No se puede ser revolucionario en el Estado de Bienestar. Esta frase, así emitida y leída puede parecer una mera provocación ideológica o una consigna contraintuitiva, ya que muchas corrientes políticas que se autodenominan revolucionarias en el presente operan, precisamente, dentro de Estados que ofrecen relativos niveles de protección social, subsidios, educación gratuita y servicios sanitarios universales. Sin embargo, formulada con precisión, esta afirmación pretende condensar un diagnóstico histórico y filosófico: el Estado de Bienestar moderno, lejos de ser un campo de cultivo para revoluciones políticas, está configurado como un mecanismo estructural que neutraliza los intentos de ruptura radical con el sistema político y económico vigente.

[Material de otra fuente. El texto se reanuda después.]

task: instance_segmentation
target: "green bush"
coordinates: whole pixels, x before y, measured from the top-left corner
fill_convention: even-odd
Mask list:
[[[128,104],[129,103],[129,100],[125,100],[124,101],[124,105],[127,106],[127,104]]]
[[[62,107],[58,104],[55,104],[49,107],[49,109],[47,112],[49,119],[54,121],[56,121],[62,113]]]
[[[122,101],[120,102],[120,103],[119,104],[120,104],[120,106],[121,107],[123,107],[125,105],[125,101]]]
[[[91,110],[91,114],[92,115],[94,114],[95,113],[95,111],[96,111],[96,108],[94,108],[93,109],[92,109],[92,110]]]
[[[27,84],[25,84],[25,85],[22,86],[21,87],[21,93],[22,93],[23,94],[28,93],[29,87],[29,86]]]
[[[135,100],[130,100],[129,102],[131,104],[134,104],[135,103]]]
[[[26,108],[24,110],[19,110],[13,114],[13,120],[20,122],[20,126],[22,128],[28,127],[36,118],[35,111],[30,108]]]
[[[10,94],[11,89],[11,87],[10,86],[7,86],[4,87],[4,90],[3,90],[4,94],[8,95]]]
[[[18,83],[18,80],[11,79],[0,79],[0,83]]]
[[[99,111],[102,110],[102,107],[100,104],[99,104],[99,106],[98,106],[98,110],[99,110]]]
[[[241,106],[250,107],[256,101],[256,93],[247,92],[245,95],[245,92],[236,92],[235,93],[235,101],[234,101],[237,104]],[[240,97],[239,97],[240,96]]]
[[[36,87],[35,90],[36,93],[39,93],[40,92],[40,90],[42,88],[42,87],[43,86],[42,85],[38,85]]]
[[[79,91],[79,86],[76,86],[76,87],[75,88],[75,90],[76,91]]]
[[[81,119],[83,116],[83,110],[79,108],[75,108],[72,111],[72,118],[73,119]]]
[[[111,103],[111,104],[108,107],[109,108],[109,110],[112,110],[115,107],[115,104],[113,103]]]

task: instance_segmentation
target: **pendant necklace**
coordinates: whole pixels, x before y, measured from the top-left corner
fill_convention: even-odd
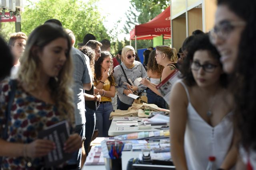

La tesis que desde aquí se desarrolla, entonces sostiene que la revolución –entendida en su sentido político fuerte, como sustitución del orden político por otro mediante la ruptura del poder establecido– requiere condiciones materiales, sociales y políticas que el Estado de Bienestar, por su propia configuración, tiende a impedir o absorber.
Ahora bien, para evitar confusiones conceptuales –porque estas cosas nunca son sólo «cuestión de palabras»– conviene precisar qué se entiende aquí por revolución. Siguiendo una perspectiva materialista, la revolución no es una simple reforma profunda ni una serie de protestas masivas, sino la transformación estructural del poder político: un proceso violento que, aunque también conserva parte de lo existente, sustituye la forma de Estado vigente y muchas de sus instituciones por otras, alterando el statu quo de las relaciones entre los poderes del Estado –siempre en symploké dialéctica– y las bases mismas de la soberanía. Algunos ejemplos canónicos al respecto podrían ser la Revolución francesa de 1789, la Revolución rusa de 1917 o la Revolución china de 1949. Aunque también podrían mencionarse otras como la española de 1808-1812. Todas ellas implicaron un colapso que, sin ser total, alteró el orden político existente e instauró un nuevo orden, con otra legitimidad, otra ideología dominante y otra estructura jurídico-política.
Por otro lado, por Estado de Bienestar se entiende aquí el modelo político-económico que surge en Europa occidental y América del Norte tras la Segunda Guerra Mundial. El cual estaría caracterizado por contar con una amplia red de servicios públicos universales (sanidad, educación, pensiones…), políticas redistributivas financiadas mediante impuestos progresivos, mecanismos de seguridad social y prestaciones por desempleo, y una política económica que combina la economía de mercado pletórico con la necesaria intervención estatal para garantizar un «mínimo vital» y corregir «desigualdades». Todo ello, obviamente, en un marco democrático.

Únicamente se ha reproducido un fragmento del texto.